Example: Print the index and name of each City:

In [48]:
cities = ['Paris', 'Nice', 'Marseille', 'Bordeaux']
for idx, city in enumerate(cities):
    print(idx, city)

0 Paris
1 Nice
2 Marseille
3 Bordeaux


Print the index and name of each U.S. president:

In [49]:
presidents = ['Washington', 'Adams', 'Jefferson', 'Madison', 'Monroe']

In [50]:
for idx, president in enumerate(presidents):
    print(idx, president)

0 Washington
1 Adams
2 Jefferson
3 Madison
4 Monroe


## The `range` Iterator

What if you don't have a collection of data, but you already know how many times you want to repeat a task?
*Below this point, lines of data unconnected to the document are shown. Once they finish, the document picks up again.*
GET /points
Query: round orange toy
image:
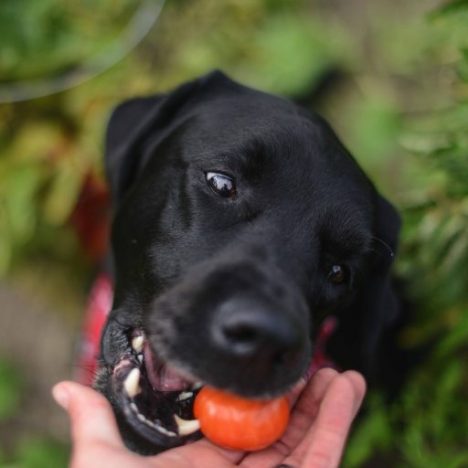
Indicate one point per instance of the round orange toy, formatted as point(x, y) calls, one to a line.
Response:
point(239, 423)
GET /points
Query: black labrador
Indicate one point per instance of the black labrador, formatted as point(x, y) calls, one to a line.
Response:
point(241, 222)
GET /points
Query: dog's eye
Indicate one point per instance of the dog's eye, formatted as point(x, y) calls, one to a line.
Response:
point(222, 184)
point(338, 274)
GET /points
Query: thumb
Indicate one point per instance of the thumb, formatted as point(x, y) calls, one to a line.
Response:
point(91, 416)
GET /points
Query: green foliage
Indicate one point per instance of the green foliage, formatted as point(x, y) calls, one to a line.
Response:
point(39, 453)
point(70, 33)
point(10, 390)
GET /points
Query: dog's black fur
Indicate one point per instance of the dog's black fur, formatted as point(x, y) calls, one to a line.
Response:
point(231, 286)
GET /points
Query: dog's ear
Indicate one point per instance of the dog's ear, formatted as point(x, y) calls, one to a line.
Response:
point(376, 307)
point(136, 121)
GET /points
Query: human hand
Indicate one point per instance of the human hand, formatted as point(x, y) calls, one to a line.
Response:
point(323, 411)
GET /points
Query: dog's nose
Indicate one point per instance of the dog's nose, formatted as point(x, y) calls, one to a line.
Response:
point(245, 329)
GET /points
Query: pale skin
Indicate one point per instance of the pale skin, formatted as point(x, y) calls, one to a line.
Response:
point(323, 410)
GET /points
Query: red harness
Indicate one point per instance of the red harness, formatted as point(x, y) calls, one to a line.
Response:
point(99, 305)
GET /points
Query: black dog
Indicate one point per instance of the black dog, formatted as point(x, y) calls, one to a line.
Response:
point(240, 223)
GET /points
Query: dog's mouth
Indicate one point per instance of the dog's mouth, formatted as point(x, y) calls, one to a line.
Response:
point(156, 400)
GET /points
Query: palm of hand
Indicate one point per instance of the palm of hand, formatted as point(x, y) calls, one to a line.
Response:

Well, to use a for-loop, we need to **generate** a sequence for the for loop to iterate through! `range()` generates a series of integers, using the same closed-open convention as Python slicing. For example:

```python
>>> range(5)  # Create the generator
range(0, 5)

>>> list(range(5))  # Iterate through the generator to make a list
[0, 1, 2, 3, 4]

>>> tuple(range(-2, 2))  # Iterate to make a tuple
(-2, 1, 0, 1)
```
.


**Exercises**

Using For-Loops and the range() function, do the following tasks:

Print the numbers 0 through 4:

In [None]:
for x in range(5):
    print(x)

0
1
2
3
4


Print the numbers 0 through 9:

Print "Hello World" five times.

Make a list with this sequence: `['a', 'ab', 'abc', 'abcd', 'abcde', 'abcdef']`

In [None]:
from string import ascii_lowercase
ascii_lowercase

'abcdefghijklmnopqrstuvwxyz'

## Extra: Other Iterators

Any iterator, often created from a generator function, can be used in for-loops.

In [None]:
from itertools import combinations, combinations_with_replacement, product, permutations, repeat

**Exercises**

Example: Repeat "Hello World" five times using an itertools function.

In [None]:
for msg in repeat('Hello World', 5):
    print(msg)

Hello World
Hello World
Hello World
Hello World
Hello World


Repeat "Iterators are neat!" 10 times  using an itertools function.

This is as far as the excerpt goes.